Cancer, Caramels and Roller Coaster Rides

Giving myself grace is going to be one of the ways I manage this whole cancer journey/adventure/nightmare…

Week 3: Tuesday was day 18 post-hysterectomy and I looked down at some point to discover my swelling had gone down enough I could see the lower half of my belly and even the shadow of my belly button whereas before I could only see the top portion of my belly!

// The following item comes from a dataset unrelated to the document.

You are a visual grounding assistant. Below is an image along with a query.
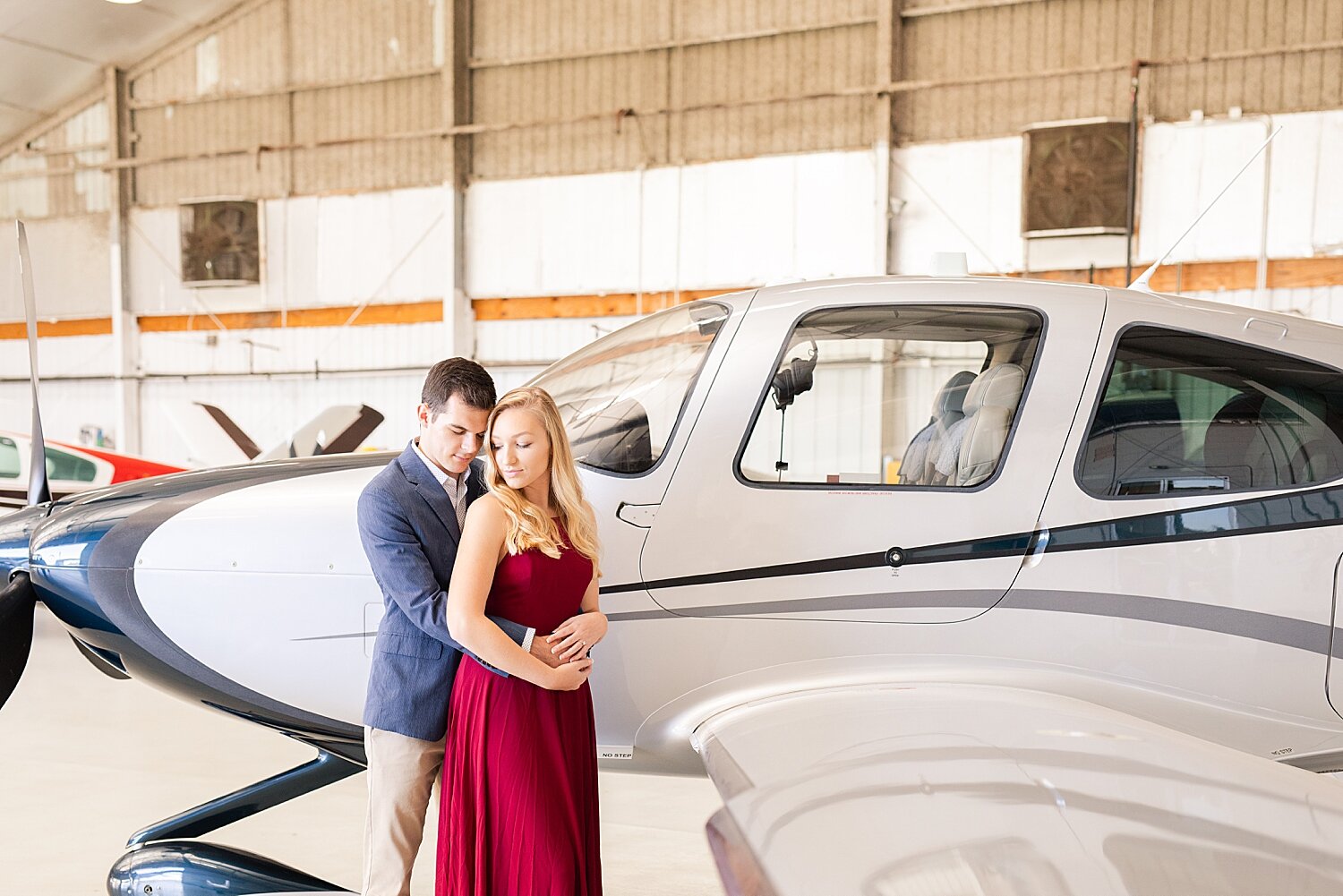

For some reason, I expected surgery swelling to reduce at a consistent rate, not this sudden burst of relief. I’m not the least bit mad about it though. This feels so much more comfortable 🙏🏻

I feel both so much better and am also still utterly unmoored by this new journey as a uterine cancer patient. So grateful my new doctor yeeted my uterus right on out otherwise things might not have been found until a much more progressed stage! I’ve dived headfirst back into journaling as a means of not just surviving just thriving during this scary and uncertain period.

Some days I find myself opening the elastic and putting pen to paper multiple times a day.   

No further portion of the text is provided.